Malgré cela, elle ne baisse pas les bras et continue à exercer sa profession d’enseignante d’anglais. «Je voulais continuer à travailler. J’adorais mes élèves», explique-t-elle. Les séquelles et la douleur finissent par rattraper l’enseignante. Le verdict des médecins est clair: elle ne peut plus continuer à exercer. «C’est le moment le plus dur de l’histoire», déclare celle qui évoque cette période comme une «sous-vie». Ces moments sont aussi très difficiles pour son mari. Il est frustré car il ne comprend pas la nouvelle vie de sa femme. Ses ami·e·s ont presque tous disparu. La plupart des personnes ne comprennent pas sa nouvelle réalité, car ses lésions sont invisibles. Elle reçoit constamment des remarques telles que «tu as bonne mine, donc ça va» ou «tu n’as qu’à faire un effort».

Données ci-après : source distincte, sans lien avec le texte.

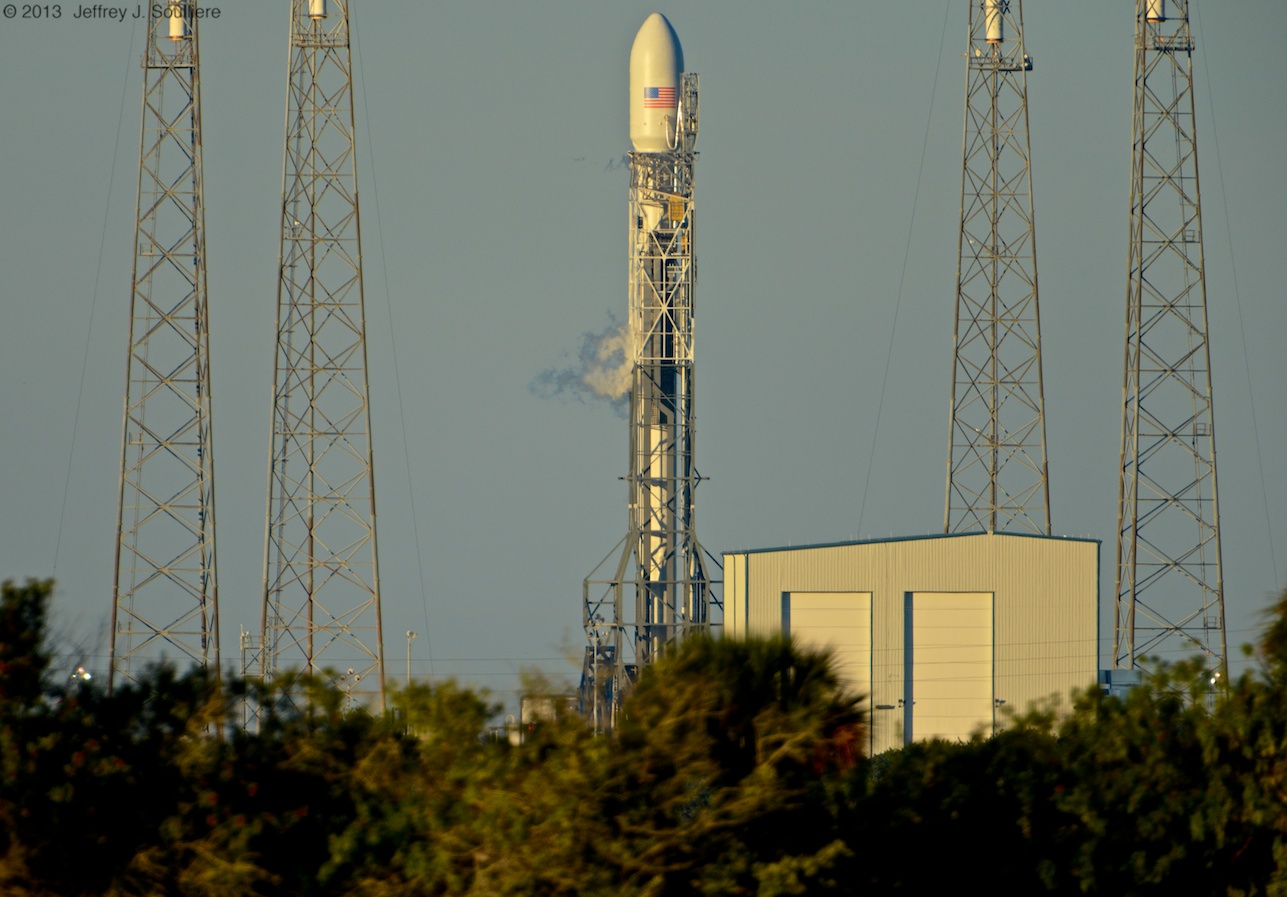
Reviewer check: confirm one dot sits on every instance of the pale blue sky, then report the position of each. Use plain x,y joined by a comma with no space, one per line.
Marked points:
487,133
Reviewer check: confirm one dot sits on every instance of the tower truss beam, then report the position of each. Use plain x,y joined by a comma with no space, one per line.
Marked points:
321,582
996,463
165,593
1169,584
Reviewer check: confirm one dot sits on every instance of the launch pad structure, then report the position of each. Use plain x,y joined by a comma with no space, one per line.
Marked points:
654,588
165,595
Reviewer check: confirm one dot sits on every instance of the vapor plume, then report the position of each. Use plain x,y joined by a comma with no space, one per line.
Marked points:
601,371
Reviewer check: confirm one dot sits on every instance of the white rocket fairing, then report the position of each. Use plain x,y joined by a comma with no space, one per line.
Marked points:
657,62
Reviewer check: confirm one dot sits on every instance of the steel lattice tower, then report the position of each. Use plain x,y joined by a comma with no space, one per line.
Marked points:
996,463
321,579
1170,593
165,595
658,590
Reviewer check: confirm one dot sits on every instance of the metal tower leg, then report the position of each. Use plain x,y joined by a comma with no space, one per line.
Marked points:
321,579
1170,593
165,596
996,462
659,590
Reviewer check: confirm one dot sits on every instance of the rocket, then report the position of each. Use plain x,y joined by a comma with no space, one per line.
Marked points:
657,62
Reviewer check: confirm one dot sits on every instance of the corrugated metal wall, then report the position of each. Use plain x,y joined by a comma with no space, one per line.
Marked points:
1045,606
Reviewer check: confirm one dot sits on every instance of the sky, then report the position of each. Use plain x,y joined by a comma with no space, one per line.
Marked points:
494,210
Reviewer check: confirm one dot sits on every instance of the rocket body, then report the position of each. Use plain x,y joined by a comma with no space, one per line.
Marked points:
657,62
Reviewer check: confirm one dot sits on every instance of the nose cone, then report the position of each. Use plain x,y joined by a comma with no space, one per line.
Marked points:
655,66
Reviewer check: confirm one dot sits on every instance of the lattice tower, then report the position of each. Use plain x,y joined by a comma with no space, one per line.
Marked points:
996,463
165,596
658,588
321,581
1169,593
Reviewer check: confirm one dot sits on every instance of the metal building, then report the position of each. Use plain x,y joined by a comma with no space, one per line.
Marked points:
940,632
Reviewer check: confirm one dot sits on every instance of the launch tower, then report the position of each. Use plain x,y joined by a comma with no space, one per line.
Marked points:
996,462
165,596
657,588
321,578
1170,593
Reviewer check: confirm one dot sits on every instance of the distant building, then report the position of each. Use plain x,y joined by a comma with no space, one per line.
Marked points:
938,632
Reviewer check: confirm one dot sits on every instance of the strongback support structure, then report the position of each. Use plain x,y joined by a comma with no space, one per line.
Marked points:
1170,593
657,590
996,462
165,596
321,579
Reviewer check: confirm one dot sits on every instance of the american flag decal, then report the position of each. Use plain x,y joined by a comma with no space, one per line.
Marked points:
658,98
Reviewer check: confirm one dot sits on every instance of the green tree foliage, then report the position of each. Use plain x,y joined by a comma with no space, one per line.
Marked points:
736,770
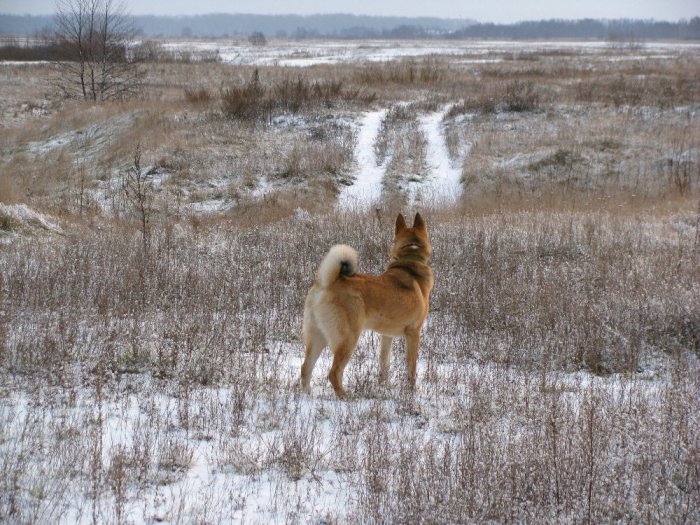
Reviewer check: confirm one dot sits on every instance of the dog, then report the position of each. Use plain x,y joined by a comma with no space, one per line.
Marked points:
343,303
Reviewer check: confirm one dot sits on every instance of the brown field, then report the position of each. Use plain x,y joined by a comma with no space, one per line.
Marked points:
155,254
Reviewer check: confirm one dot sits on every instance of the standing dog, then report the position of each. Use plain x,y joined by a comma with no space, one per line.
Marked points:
343,303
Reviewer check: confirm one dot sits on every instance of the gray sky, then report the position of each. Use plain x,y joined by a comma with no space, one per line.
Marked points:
503,11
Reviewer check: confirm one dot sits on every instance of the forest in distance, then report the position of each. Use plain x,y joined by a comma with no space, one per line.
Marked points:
354,26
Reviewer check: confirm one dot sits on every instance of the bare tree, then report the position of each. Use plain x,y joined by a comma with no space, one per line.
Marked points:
95,38
138,189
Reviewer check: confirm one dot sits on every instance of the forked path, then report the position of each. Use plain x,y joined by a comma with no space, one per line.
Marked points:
367,188
442,182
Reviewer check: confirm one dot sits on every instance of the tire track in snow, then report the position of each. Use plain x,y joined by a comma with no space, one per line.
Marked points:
442,182
367,188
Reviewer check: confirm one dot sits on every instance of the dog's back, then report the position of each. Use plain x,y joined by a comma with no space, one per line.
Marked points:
342,303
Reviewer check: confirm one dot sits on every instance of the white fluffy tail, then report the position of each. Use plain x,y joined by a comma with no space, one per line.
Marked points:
340,260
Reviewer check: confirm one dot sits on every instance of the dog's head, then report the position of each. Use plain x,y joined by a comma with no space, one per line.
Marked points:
411,243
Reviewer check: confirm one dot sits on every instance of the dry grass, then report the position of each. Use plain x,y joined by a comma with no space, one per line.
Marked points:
559,368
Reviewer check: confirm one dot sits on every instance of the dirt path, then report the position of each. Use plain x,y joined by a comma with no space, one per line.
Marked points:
367,188
443,179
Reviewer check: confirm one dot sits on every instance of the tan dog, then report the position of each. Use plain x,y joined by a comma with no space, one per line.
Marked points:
343,303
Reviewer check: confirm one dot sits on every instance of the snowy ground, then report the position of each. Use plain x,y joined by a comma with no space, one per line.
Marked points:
165,390
309,53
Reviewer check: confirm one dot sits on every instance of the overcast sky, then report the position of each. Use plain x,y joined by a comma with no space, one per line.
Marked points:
503,11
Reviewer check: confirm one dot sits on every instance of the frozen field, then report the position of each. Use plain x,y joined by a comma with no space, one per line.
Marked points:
155,254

La volonté de se reconstruire
Trois ans plus tard, les médecins découvrent qu’un fragment d’os perturbait le nerf trijumeau (nerf crânien assurant des fonctions motrices et sensitives) de Yannik depuis son accident. Elle se fait opérer et ses maux de tête ainsi que ses diverses douleurs se dissipent. Les séquelles de son traumatisme cranio-cérébral sont toujours présentes mais Yannik se sent «presque dans la vie». Sa famille exprime maintenant tout son soutien. Son mari a pris du recul et avance à ses côtés. Leurs deux fils sont également une source de courage comme son rare et précieux cercle d’ami·e·s. Femme très active avant son accident, Yannik veut se reconstruire. Peu à peu, elle récupère son autonomie et les activités qui lui tenaient à coeur. Elle recommence à marcher dans la nature, à chanter, à jouer du piano, toujours avec sa «stratégie de la vie en tranches». Les médecins saluent sa pugnacité. Elle acquiert une certaine sagesse quant à sa situation et va de l’avant. A présent, elle «apprécie tout beaucoup plus», sourit-elle.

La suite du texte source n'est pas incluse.